US seeks to stoke Beijing’s ‘fundamental insecurity’ about regime stability

Ruling authorities in Beijing have a growing sense of “fundamental insecurity” about the popularity of the Chinese Communist Party, according to an assessment from President Trump’s administration.

“In Chinese Communist Party rhetoric, we see increasing expression of the fundamental insecurity that the CCP has about its legitimacy with its own citizens,” a senior administration official told reporters Friday.

Trump’s team regards that putative sense of fragility as “one metric” that the administration’s confrontational approach to China in recent years is paying dividends, the official added. The assessment provides a glimpse of the overall U.S. strategy toward China, suggesting that American officials hope to stoke a domestic political backlash against the mainland Chinese government — an idea sure to touch a nerve in Beijing, where Chinese General Secretary Xi Jinping is determined to restrain domestic criticism and maintain party unity.

“Chinese people would never agree to any people and forces who try to distort the history of the Chinese Community Party, vilify the nature and purpose of the Communist Party,” Xi said Thursday to mark the 75th anniversary of the Second World War. “Chinese people would never agree to any people and forces … who try to impose their wills on China, change the course of China’s marching towards, and obstruct the hard work by Chinese people to create a better life.”

Secretary of State Mike Pompeo and other American officials have intensified their criticisms of the Chinese Communist Party in the months since the coronavirus emerged in Wuhan and spread around the globe. Pompeo has emphasized ever since the pandemic reached crisis proportions in the United States that “the Chinese Communist Party had a responsibility” to share information that might have saved not only lives in America but “their own people as well.”

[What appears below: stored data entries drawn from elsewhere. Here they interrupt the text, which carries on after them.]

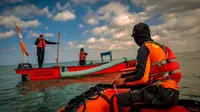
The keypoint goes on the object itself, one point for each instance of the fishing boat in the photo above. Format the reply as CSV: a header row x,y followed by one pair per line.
x,y
58,72
97,99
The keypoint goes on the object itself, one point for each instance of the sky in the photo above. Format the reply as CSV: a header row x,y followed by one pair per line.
x,y
96,25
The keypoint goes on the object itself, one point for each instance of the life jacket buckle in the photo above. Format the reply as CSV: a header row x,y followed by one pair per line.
x,y
159,64
171,72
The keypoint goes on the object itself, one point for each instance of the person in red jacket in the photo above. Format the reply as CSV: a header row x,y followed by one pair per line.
x,y
157,70
41,45
82,57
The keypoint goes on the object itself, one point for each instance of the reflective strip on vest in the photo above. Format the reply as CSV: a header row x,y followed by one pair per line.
x,y
160,63
166,74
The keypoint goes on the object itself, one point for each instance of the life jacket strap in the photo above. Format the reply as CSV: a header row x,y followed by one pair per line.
x,y
160,63
166,74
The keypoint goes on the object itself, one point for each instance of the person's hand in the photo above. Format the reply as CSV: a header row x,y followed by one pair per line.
x,y
116,78
120,82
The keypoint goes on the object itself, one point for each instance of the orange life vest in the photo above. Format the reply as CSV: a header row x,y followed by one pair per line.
x,y
82,56
42,44
167,69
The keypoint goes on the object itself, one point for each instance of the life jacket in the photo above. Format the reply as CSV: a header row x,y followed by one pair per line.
x,y
42,44
82,56
98,99
166,69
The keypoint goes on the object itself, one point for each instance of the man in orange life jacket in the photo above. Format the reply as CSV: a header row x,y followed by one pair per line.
x,y
41,45
157,69
82,57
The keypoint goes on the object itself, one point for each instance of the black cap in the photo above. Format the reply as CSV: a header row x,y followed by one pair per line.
x,y
141,33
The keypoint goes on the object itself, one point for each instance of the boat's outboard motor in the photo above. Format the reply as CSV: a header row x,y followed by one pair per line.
x,y
22,66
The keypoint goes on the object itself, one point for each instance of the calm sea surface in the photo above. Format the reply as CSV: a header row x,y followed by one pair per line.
x,y
48,96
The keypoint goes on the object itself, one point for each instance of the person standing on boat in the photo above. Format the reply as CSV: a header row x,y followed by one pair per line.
x,y
157,69
82,57
41,45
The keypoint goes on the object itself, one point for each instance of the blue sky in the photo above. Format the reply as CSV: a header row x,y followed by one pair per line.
x,y
96,25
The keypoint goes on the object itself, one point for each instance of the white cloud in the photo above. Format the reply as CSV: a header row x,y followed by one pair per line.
x,y
91,40
100,30
46,12
85,32
27,11
64,16
7,21
102,39
71,44
14,1
81,26
7,34
46,28
154,6
112,9
59,7
80,46
84,1
92,21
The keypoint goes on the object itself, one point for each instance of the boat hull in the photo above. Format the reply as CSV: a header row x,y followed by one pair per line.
x,y
54,72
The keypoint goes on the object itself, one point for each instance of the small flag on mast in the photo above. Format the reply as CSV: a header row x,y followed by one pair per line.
x,y
23,47
18,31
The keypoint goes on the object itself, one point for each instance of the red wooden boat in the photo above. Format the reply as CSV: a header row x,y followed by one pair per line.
x,y
27,72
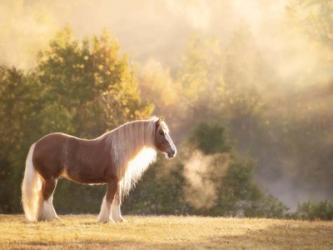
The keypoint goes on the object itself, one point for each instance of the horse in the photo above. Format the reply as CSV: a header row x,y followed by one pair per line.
x,y
117,158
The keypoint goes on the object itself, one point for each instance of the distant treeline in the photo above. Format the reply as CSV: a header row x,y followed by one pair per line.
x,y
236,128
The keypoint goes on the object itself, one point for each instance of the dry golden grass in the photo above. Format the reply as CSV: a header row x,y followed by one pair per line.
x,y
164,232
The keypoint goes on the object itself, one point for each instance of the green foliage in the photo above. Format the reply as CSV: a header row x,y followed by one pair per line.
x,y
80,87
209,138
322,210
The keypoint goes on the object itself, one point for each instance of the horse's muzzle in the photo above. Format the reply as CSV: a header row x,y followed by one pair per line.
x,y
172,153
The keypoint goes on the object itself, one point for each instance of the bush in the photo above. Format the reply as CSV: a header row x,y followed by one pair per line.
x,y
322,210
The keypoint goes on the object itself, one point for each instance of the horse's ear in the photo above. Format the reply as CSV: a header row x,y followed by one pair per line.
x,y
157,123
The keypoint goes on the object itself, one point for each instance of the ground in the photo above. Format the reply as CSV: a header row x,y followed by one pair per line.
x,y
164,232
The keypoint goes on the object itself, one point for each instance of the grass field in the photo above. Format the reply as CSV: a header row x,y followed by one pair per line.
x,y
165,232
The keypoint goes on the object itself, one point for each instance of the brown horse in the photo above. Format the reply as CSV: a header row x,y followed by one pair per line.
x,y
117,158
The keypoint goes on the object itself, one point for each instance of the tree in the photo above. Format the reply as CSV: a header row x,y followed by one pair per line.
x,y
80,87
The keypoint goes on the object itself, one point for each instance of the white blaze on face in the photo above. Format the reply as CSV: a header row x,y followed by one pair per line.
x,y
136,167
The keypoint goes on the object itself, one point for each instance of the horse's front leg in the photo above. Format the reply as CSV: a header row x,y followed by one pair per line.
x,y
104,214
115,206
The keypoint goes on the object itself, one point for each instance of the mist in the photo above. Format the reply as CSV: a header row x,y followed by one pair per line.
x,y
155,34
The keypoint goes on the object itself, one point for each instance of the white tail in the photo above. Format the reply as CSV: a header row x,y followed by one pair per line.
x,y
31,189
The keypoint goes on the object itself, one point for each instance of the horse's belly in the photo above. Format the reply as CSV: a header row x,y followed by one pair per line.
x,y
84,176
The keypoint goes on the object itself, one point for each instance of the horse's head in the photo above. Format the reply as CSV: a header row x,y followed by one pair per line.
x,y
163,141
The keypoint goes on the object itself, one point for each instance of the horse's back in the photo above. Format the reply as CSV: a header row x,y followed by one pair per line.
x,y
48,154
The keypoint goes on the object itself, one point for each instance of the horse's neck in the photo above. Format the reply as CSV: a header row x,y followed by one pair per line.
x,y
129,139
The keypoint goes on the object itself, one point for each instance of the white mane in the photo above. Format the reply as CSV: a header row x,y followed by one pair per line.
x,y
132,151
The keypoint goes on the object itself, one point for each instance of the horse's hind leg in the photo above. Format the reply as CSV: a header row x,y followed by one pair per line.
x,y
47,209
115,207
104,214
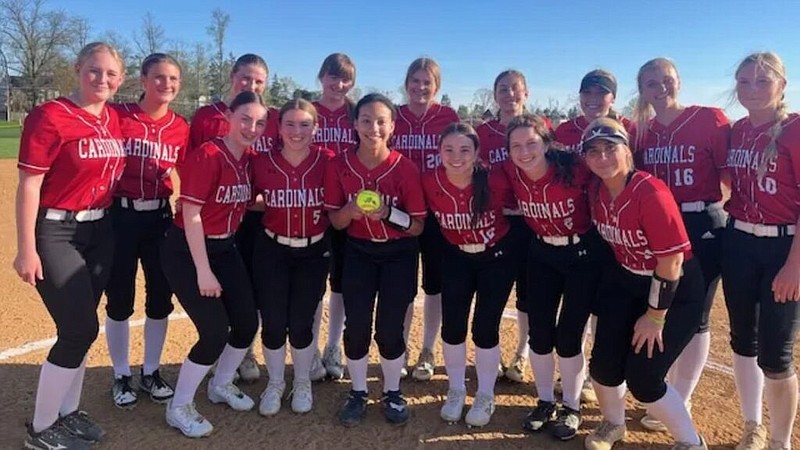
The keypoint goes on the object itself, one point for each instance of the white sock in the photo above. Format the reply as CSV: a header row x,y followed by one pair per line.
x,y
432,318
407,322
276,362
117,338
612,402
544,367
301,358
335,319
227,364
391,372
455,362
189,378
155,332
750,385
317,325
671,411
522,333
357,368
54,385
73,398
572,377
781,396
689,365
486,362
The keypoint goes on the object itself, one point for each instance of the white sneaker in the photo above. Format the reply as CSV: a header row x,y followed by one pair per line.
x,y
248,369
302,399
271,398
481,411
230,394
188,421
317,372
453,406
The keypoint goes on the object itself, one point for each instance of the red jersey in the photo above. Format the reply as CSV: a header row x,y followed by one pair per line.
x,y
551,207
775,199
688,154
209,122
152,148
397,181
417,138
641,224
570,133
213,178
335,129
492,137
453,206
80,154
293,196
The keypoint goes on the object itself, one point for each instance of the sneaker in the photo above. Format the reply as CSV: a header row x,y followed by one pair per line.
x,y
230,394
587,392
160,391
54,437
188,420
687,446
481,411
395,409
541,415
317,372
453,406
123,394
354,410
423,371
79,424
566,424
604,436
271,398
516,371
754,437
302,399
248,369
332,361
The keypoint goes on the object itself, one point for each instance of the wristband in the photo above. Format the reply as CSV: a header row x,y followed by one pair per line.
x,y
662,292
398,219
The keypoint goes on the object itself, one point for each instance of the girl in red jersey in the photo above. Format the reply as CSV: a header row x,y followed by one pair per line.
x,y
380,254
155,140
467,202
760,269
420,123
205,269
564,261
686,147
248,74
70,159
335,131
292,254
650,302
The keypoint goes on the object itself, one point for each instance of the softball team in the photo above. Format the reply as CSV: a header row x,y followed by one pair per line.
x,y
271,203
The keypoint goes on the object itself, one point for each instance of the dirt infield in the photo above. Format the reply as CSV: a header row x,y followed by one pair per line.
x,y
25,324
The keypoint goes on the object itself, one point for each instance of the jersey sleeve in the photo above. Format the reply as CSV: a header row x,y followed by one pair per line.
x,y
200,174
40,143
662,224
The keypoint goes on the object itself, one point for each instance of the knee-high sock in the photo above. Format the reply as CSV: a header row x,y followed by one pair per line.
x,y
54,384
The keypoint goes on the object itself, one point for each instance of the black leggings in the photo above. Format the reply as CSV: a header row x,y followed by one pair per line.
x,y
137,236
231,318
622,299
388,269
490,275
289,286
76,257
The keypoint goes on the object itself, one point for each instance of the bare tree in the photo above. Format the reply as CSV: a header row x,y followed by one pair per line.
x,y
34,38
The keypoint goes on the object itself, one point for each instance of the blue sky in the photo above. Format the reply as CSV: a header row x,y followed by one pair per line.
x,y
553,42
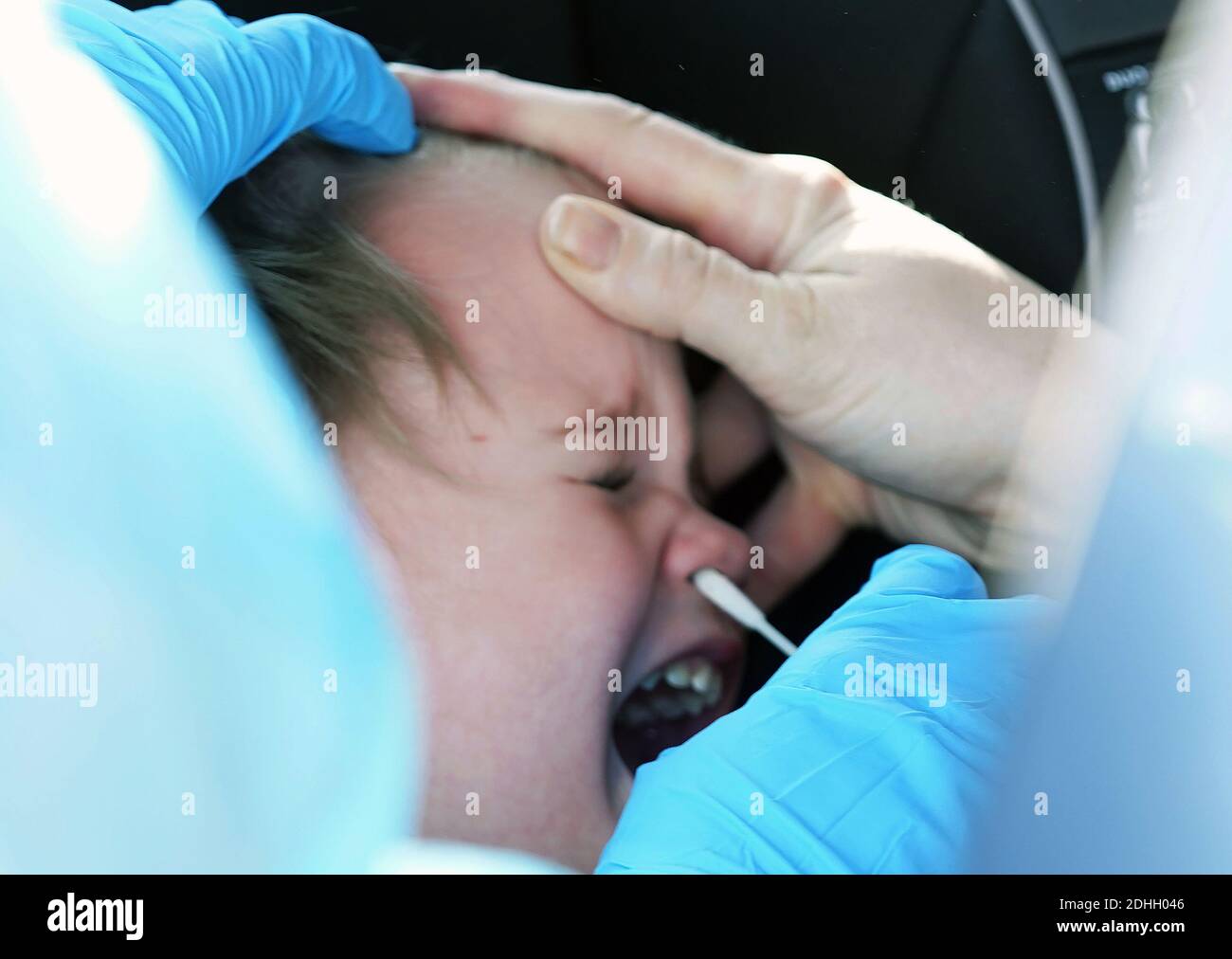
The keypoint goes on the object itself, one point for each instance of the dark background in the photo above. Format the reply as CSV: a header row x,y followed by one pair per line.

That perception has taken root in other Western countries too in the months since the novel coronavirus turned into an international crisis. “Health used to be a very good way for us all to work with China; that now needs some reevaluation,” a senior European diplomat said during a recent interview. “It needs revaluation because the main point about China and COVID was that it was, first of all, an issue about the authority of the Communist Party, then it was an issue about China’s international reputation and standing, and only thirdly, if that, was it an issue about the health of ordinary Chinese people.”

That failure exemplifies a broader trend that drives the intensifying rivalry between Washington and Beijing, according to Trump’s administration. “The nature of their regime … it’s very much about advancing the interests of the Chinese Communist Party, above the interests of the Chinese people or the Chinese state,” the senior administration official said. “So, sometimes, cooperation is hard to come by.”

Xi’s speech was intended not only for his domestic audience but also to rebut such American attacks, according to a senior Chinese diplomat.

“The CPC started with only dozens of members, and today, it has grown into a major party, with 92 million members, and has long been the ruling party in the world’s most populous country,” Chinese Foreign Ministry spokeswoman Hua Chunying told reporters Friday. “The reason for it is that the CPC represents the fundamental interests of the greatest possible majority of the Chinese people, serves the people wholeheartedly, and keeps being a party by the people and for the people.”

Trump’s advisers regard such protestations as a sign of political weakness that reflects the effectiveness of the tariffs and sanctions that have been a hallmark of the administration’s posture toward Beijing in recent years. “That, certainly, I think, would be one metric,” the senior administration official said of the Chinese Communist rhetoric. “It’s an interesting point, in any case.”